ナスダックと向き合う投資戦略:長期投資姿勢を堅持

 いまだ株式市場を取り巻く投資環境には厳しいものがありますが、本稿では長期投資を前提とするナスダック100指数のパフォーマンス実績に注目したいと思います。図表4は、1991年以降のナスダック100指数の推移を対数チャートで振り返ったものです。

 大小の調整局面を経て、約30年で約60倍に成長してきたパフォーマンスが分かります。この期間の年率平均リターンは「+16.2%」でした。

 参考までに、同じ期間(1991年以降)のS&P500指数のパフォーマンスは約12倍(年率平均リターンは+9.5%)でしたので、市場平均に対するナスダック100の優勢が分かります。ナスダック100指数は毎年12月に銘柄の入れ替えが実施されます。新陳代謝とリスク(リターンのブレ)を繰り返しながら、S&P500指数の成長をしのいできました。
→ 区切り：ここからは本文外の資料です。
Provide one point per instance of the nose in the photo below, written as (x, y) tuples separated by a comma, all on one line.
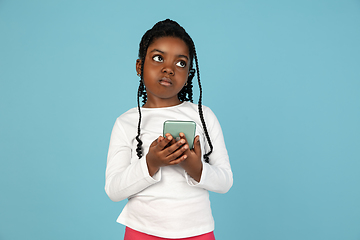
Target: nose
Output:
[(168, 69)]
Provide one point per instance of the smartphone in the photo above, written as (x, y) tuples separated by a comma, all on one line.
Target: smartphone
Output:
[(176, 127)]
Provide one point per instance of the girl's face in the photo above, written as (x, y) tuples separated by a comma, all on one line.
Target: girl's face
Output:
[(166, 70)]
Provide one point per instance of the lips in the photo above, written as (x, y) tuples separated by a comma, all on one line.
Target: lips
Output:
[(165, 81)]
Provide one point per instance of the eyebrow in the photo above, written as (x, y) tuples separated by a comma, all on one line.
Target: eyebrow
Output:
[(157, 50)]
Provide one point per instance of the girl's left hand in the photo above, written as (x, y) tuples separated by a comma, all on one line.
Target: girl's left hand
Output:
[(192, 164)]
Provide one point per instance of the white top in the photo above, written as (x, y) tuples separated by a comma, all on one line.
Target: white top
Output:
[(170, 204)]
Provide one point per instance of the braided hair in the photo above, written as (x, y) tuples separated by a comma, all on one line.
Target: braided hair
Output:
[(169, 28)]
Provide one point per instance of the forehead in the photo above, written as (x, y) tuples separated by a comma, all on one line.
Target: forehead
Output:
[(169, 45)]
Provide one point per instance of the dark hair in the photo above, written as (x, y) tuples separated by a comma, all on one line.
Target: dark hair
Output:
[(169, 28)]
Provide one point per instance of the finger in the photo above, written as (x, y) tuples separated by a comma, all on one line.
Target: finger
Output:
[(182, 136), (173, 139), (154, 142), (178, 160)]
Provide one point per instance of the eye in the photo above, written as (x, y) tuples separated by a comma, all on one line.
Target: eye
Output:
[(158, 58), (181, 64)]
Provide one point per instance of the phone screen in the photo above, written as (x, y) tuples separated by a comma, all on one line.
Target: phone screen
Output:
[(176, 127)]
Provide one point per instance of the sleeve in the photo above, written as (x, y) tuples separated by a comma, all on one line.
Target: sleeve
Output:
[(124, 177), (216, 175)]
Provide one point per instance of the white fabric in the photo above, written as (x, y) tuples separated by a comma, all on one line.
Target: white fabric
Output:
[(170, 204)]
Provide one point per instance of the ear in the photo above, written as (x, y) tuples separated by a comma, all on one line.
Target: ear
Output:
[(138, 66)]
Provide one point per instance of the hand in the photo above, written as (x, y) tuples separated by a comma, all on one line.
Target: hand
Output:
[(192, 164), (164, 152)]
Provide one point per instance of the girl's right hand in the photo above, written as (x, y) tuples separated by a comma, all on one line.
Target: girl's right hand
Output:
[(164, 152)]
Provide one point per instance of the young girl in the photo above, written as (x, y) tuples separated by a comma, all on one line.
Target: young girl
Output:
[(166, 183)]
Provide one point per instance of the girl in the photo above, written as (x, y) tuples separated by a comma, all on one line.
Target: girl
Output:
[(165, 182)]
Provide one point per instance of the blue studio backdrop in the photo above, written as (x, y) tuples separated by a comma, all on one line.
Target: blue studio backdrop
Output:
[(282, 77)]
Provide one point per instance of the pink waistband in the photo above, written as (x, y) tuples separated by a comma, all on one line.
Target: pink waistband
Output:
[(131, 234)]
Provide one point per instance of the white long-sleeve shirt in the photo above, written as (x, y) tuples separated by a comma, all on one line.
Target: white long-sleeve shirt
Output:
[(170, 204)]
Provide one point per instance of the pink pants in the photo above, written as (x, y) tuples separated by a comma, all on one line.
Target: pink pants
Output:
[(131, 234)]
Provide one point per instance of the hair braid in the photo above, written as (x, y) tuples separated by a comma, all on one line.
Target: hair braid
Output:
[(206, 155)]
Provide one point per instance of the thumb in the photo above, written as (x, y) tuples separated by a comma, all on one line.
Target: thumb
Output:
[(197, 147), (155, 142)]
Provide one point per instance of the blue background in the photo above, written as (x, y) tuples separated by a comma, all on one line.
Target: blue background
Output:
[(282, 76)]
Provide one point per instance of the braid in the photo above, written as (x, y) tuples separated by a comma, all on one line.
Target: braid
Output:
[(206, 155), (138, 148)]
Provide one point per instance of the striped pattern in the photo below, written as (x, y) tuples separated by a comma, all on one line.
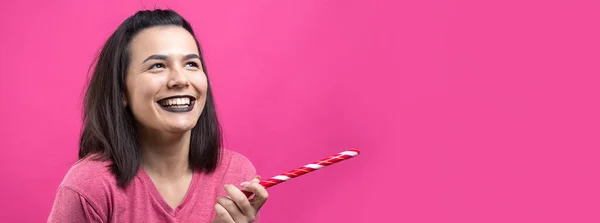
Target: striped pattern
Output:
[(309, 168)]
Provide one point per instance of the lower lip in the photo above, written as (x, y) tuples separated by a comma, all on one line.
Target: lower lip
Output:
[(177, 110)]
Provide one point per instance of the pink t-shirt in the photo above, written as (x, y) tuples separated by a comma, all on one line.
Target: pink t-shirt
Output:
[(89, 193)]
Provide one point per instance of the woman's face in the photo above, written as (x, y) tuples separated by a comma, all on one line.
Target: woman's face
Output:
[(166, 86)]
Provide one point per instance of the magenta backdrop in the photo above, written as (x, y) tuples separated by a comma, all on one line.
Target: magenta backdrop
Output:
[(466, 111)]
 リスクを加味した長期リターンの面からみると、ナスダック100指数は「史上最強の株価指数」と言えるかもしれません。株価が下落した局面では、インデックスファンド(株価指数連動型ファンド)などを活用してナスダック100指数の長期トレンドを享受する投資を実践することが可能です。
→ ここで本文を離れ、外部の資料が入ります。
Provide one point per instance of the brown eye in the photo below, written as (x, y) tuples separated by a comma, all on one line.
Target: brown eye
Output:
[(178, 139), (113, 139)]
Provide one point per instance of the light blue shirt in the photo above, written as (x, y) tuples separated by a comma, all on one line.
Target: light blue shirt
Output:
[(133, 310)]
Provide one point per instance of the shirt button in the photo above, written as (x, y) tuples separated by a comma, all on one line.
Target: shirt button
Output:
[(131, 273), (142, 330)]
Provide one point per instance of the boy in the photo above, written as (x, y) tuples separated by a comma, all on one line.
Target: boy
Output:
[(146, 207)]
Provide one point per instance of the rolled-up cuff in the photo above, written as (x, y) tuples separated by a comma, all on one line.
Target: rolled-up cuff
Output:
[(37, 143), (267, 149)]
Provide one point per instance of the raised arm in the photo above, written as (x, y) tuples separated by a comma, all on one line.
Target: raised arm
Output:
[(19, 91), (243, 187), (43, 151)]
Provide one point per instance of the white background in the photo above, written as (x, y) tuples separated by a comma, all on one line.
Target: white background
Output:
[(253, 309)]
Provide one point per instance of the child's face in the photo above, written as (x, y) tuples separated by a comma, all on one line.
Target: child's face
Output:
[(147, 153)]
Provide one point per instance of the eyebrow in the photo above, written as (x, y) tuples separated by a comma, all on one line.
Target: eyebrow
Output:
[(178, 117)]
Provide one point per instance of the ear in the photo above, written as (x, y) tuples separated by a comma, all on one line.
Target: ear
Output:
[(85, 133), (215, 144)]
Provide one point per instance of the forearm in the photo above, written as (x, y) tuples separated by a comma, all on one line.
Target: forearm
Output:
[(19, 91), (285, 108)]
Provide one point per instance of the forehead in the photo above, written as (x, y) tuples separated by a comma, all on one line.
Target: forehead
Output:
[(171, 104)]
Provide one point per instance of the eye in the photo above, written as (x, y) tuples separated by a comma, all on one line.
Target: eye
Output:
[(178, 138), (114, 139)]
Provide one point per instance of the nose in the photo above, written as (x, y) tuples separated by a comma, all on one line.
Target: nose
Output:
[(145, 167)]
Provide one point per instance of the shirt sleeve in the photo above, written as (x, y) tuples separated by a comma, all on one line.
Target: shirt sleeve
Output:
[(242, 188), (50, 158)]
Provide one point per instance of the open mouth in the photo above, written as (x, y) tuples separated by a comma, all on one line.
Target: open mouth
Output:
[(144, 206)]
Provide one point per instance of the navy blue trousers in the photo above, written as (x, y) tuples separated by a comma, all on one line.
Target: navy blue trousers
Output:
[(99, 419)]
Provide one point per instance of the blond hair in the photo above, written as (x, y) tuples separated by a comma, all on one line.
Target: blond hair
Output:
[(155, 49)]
 米国籍ETF(上場投資信託)の「インベスコQQQトラスト・シリーズ1」(ティッカー:QQQ)は米国市場で人気が高く、運用純資産は約1,602億ドル(約21.3兆円)に及んでいます。ITバブルの最中だった1999年3月に設定されたQQQの好調・不調は、(当然のことながら)ナスダック100指数の好調・不調と連動してきました。

 東証上場ETFとしては「NEXT FUNDS NASDAQ-100」(東証コード:1545)などがあります。長期目線で成長期待の高いナスダック100指数の回復基調を見込むなら、取引価格や基準価額が安くなったインデックスファンドを活用し、時間分散投資を実践することを検討したいと思います。